SECTION 1: DISTRIBUTION ARRANGEMENTS

         (a)  INTRODUCTION.

         Each Class of Shares of the Money Market Series will have the same
relative rights and privileges, except that, as set forth in this Plan, they
shall differ with respect to (i) sales and distribution and other charges and
expenses as initially provided for in Section 1 of this Plan and as subsequently
provided for in the Fund's prospectus and statement of additional information,
as the same may be amended from time to time (each a "Prospectus" and "SAI," and
collectively, the "Prospectus" and "SAI"); (ii) the exclusive right of each
Class of Shares to vote on matters submitted to shareholders that relate solely
to that Class or for which the interests of one Class differ from the interests
of another Class or Classes; (iii) such differences relating to eligible
investors as may be set forth in the Prospectus and SAI; (iv) the designation of
each Class of Shares; and (v) conversion features.

         The board of directors of the Fund (the "Board") may determine in the
future that other distribution arrangements, allocations of expenses (whether
ordinary or extraordinary) or services to be provided to a Class of Shares are
appropriate and amend this Plan accordingly without the approval of shareholders
of any Class to the extent permitted by law.

         (b) DISTRIBUTION FEES: As discussed below, the Class B Shares (the
"12b-1 Class") shall be offered by the Money Market Series pursuant to a
Distribution Plan, adopted pursuant to Rule 12b-1 under the 1940 Act ("Rule
12b-1 Plan"), providing for a distribution fee (the "Distribution Fee") at an
annual rate computed based on the value of the average daily net assets of the
Money Market Series attributable to the Class B Shares. Such fees shall be
calculated daily and paid periodically by the Money Market Series. The
Distribution Fee is intended to compensate Securities Management and Research,
Inc. ("SM&R"), or enable SM&R to compensate other persons, including any
distributor of Shares, for services that are primarily intended to result in, or
that are primarily attributable to, the sale of Class B Shares.
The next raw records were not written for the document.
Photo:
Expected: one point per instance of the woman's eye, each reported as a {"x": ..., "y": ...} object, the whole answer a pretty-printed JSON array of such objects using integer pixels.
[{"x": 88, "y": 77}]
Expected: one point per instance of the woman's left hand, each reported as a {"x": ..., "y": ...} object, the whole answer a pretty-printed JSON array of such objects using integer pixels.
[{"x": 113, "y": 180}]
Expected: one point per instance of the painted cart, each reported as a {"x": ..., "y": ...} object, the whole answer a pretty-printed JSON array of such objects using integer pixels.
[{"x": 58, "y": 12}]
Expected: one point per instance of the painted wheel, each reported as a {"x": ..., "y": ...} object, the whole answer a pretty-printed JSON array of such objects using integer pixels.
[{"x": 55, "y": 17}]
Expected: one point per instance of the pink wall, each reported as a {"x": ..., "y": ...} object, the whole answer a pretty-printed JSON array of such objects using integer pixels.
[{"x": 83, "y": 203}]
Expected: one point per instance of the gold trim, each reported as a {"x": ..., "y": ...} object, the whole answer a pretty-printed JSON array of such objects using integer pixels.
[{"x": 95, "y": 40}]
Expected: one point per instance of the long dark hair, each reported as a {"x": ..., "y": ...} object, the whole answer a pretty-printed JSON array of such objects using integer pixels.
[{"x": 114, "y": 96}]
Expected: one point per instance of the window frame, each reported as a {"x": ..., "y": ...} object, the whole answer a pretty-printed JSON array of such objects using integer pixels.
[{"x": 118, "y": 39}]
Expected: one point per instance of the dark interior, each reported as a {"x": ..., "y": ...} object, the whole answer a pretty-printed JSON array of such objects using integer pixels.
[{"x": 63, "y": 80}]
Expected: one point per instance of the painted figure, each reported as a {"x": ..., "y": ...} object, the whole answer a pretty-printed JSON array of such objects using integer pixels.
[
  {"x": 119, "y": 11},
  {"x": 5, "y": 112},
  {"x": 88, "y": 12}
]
         (c) ADMINISTRATIVE SERVICE FEE. As discussed below, both Class A and
Class B Shares shall be subject to an administrative service fee (the
"Administrative Fee") at an annual rate computed based on the value of the
average daily net assets of the Money Market Series. The Administrative Fee
declines with respect to higher asset levels, as set forth in the Prospectus
and/or SAI (as revised from time to time) and an administrative services
agreement between the Fund and SM&R (as amended, the "Administrative
Agreement"). Pursuant to the Administrative Agreement, SM&R has agreed to pay
the Money Market Series or to reimburse the Money Market Series for the expenses
attributable to any Class (including the advisory fee and Administrative Fee
paid to SM&R and any other fees allocated to Class A or Class B Shares of the
Money Market Series based on average daily net assets, but exclusive of
interest, taxes, the Distribution Fee, commissions and other expenses incidental
to portfolio transactions and any other Class Expenses, as defined below) in
excess of .50% per year of such Class' average daily net assets.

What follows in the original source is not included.